This is no offence to Sol de Janeiro, whose recent marketing efforts included a bikini-filled ad for their Bum Bum Cream that beamed into NYC subway cars throughout the winter. But enhancing efficacy and pushing innovation, even toward unlikely territories, is driving the category forward.

A disembodied arm holds a tube of Megababe Butt Stuff, a hemorrhoid cream in a mint green tube, in front of a white background.
Megababe’s Butt Stuff, a hemorrhoid cream, launched in fall 2024, and is already a best-seller on Amazon. (Megababe)

Sturino said she develops new formulas based on consumer needs, be it a glycolic acid butt acne mask or a design-friendly twist on Preparation H. (Her customers “were tired of a crusty old product that your grandpa has in his drawer,” she said.)

Ein is a product developer, who has helped design for cannabis brand Grassdoor and outdoor label Agile Sportswear. He took no outside investment, and estimates he sunk about $300,000 into Buttface. While some Asian markets have already begun to produce sheet masks for the area, the brand’s Taiwanese manufacturers of its hydrogel butt mask allegedly marveled at the size of the American rear, Ein said.

On social media, the demand for butt care may only sound like a joke.
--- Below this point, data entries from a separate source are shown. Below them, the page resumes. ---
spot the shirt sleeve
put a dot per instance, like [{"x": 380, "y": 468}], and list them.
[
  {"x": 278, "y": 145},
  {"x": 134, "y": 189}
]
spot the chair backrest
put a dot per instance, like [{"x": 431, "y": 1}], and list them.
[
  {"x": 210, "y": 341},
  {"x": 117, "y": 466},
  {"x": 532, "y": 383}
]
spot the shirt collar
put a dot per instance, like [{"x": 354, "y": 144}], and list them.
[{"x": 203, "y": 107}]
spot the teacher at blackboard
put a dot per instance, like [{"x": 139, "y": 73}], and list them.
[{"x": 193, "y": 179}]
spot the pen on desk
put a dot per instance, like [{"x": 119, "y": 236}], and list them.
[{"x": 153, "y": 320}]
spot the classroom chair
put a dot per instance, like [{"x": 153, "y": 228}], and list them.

Redditors have traded tips for years on how to treat issues like hyperpigmentation or inflammation like acne specific to the region. “The skin there is delicate, but it doesn’t get the same attention as hands/faces so it often winds up breaking out,” wrote one user on r/SkincareAddiction in late April, in a comment with over a thousand upvotes. (They continued: “The Ordinary glycolic acid also seems to help my assne.”)

While the brand is sold online for now Ein hopes to engage wholesale retailers this year. “Once people start to form a new skincare habit,” he said, “the results are going to stand for themselves.”